© JUNGE FREIHEIT Verlag GmbH & Co. KG www.jungefreiheit.de 13/21 / 26. März 2021

Lektionen für Kanada
Zeitzeugeninterviews suchen einen Übersetzer
Martina Meckelein

Irmgard Stegners Leben ist selbst ein Buch wert: geboren und aufgewachsen in München, ausgewandert nach England, 1977 nach Kanada, Mutter zweier Söhne. Seit vier Jahren wohnt die 81jährige wieder in ihrer bayrischen Heimat. Die Anthropologin begann sich, als sie in Ottawa lebte, für die Kriegserlebnisse der deutschen Auswanderer zu interessieren. Jetzt will sie deren Erinnerungen in einem Buch veröffentlichen – dafür braucht sie Hilfe.

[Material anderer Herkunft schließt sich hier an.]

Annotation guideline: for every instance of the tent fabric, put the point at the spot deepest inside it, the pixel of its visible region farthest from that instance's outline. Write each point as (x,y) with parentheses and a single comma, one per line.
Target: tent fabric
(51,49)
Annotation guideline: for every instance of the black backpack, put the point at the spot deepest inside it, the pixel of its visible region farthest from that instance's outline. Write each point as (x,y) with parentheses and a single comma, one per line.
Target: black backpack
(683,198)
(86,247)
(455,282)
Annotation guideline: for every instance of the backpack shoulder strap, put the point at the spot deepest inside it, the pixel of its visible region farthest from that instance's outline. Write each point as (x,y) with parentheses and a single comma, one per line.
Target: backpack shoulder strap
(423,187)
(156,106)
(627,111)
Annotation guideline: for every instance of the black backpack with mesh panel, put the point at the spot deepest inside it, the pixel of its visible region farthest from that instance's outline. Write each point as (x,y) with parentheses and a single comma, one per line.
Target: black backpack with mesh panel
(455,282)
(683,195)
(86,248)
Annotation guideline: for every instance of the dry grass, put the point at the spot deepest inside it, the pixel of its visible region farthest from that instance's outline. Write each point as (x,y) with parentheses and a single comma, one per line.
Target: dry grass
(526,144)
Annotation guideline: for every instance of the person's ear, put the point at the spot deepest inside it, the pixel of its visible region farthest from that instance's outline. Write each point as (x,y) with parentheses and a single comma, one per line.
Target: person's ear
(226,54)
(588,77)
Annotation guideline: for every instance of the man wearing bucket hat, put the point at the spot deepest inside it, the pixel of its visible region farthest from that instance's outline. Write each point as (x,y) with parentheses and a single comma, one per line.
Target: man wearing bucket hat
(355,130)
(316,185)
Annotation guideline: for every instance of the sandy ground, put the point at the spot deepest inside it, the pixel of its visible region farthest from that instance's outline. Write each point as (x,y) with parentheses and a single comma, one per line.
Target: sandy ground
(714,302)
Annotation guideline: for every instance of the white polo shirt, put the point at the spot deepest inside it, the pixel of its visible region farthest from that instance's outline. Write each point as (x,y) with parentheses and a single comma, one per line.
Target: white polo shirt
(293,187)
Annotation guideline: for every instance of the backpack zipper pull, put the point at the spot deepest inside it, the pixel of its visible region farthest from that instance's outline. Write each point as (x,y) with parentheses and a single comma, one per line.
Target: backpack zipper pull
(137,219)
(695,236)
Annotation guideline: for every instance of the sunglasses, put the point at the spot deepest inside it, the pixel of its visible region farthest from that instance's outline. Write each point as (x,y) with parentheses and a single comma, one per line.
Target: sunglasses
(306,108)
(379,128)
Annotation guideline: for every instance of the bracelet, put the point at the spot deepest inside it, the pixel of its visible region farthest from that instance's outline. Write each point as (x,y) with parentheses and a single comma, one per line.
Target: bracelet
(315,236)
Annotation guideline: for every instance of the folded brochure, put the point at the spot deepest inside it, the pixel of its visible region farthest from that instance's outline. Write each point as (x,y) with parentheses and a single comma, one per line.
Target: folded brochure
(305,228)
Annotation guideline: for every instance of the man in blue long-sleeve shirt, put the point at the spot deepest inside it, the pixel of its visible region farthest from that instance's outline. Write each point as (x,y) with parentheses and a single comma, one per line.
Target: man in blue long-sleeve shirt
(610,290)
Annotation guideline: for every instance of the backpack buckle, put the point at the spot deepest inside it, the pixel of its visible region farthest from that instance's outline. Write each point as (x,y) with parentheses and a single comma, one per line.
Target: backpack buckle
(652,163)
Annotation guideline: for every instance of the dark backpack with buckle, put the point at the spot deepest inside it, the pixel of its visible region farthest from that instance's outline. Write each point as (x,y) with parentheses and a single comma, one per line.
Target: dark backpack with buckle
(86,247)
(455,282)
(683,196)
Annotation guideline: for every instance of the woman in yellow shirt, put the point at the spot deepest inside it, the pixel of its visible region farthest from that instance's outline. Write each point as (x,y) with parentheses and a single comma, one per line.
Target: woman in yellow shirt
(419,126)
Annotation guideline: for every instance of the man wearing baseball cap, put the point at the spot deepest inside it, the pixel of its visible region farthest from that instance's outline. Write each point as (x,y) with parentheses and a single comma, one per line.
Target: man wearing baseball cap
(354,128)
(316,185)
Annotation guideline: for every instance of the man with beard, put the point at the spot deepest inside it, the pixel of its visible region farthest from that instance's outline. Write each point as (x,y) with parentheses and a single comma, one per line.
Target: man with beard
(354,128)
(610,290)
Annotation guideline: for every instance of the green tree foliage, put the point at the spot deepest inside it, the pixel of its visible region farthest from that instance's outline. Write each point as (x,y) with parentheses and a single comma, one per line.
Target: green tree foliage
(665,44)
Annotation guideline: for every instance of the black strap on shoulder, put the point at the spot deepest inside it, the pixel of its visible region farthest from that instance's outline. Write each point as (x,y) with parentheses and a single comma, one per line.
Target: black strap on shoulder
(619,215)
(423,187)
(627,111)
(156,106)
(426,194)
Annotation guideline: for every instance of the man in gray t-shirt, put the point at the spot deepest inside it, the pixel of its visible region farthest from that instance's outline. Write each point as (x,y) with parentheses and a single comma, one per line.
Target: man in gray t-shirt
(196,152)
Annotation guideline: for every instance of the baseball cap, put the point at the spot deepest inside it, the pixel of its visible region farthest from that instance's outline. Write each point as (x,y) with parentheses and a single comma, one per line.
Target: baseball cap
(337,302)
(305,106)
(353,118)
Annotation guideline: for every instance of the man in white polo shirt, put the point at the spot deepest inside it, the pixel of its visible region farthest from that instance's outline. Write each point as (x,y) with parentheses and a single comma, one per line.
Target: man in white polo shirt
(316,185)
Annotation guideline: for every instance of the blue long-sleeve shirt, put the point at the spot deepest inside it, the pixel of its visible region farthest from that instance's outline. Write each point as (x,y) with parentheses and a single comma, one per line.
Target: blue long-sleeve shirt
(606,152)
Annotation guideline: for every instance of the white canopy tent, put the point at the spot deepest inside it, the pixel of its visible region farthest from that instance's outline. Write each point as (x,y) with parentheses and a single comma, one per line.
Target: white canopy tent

„Alles begann Anfang der neunziger Jahre“, erzählt sie. „Ich war Mitglied in verschiedenen deutschsprachigen Vereinen in Kanada. Dort engagierten sich auch viele Menschen, die nach dem Zweiten Weltkrieg eingewandert waren.“ Stegner begann Literatur und Zeitungen speziell zu diesem Thema zu lesen. „Ich war erstaunt, denn was die Deutschen erzählten, fand in der kanadischen Presse gar kein Echo. Dabei leben eine Million Deutschstämmige in Kanada. Immer wieder hörte ich sie sagen, daß ihre Sicht der Dinge niemanden interessieren würde.“ Doch Stegner wollte zuhören. Zehn Jahre lang interviewte sie Zeitzeugen. „Zwei Drittel von ihnen waren Wehrmachtssoldaten. Deutsche, aber auch Ukrainer und Esten. Die meisten waren stolz auf ihre Leistungen im Krieg. Ein Drittel waren Flüchtlinge. Ganze Familien, aber auch Frauen, die zuvor von Sowjets verschleppt worden waren.“

Die Deutschen wurden von Kanada gezielt rekrutiert. „Sie galten als fleißig und sehr gut ausgebildet“, sagt Stegner. Wer seine Überfahrt selbst finanzierte, durfte sich ansiedeln, wo er wollte. Wer sie sich vom kanadischen Staat bezahlen ließ, bekam Vorgaben, wo er seßhaft werden durfte und mußte die Reisekosten zurückzahlen. „Ich sage immer, diese Leute katapultierten durch ihre Leistung das Land erst ins 20. Jahrhundert.“ Zwar waren die Deutschen als Arbeitskräfte hochangesehen, „doch in der Presse wurden sie weiter als das Böse schlechthin dargestellt“. Bis heute präge dieses Deutschenbild die kanadische Öffentlichkeit. „Die Veröffentlichung der Kriegserlebnisse dieser Zeitzeugen würde viele Vorurteile über die Deutschen widerlegen“, ist sie sich sicher. 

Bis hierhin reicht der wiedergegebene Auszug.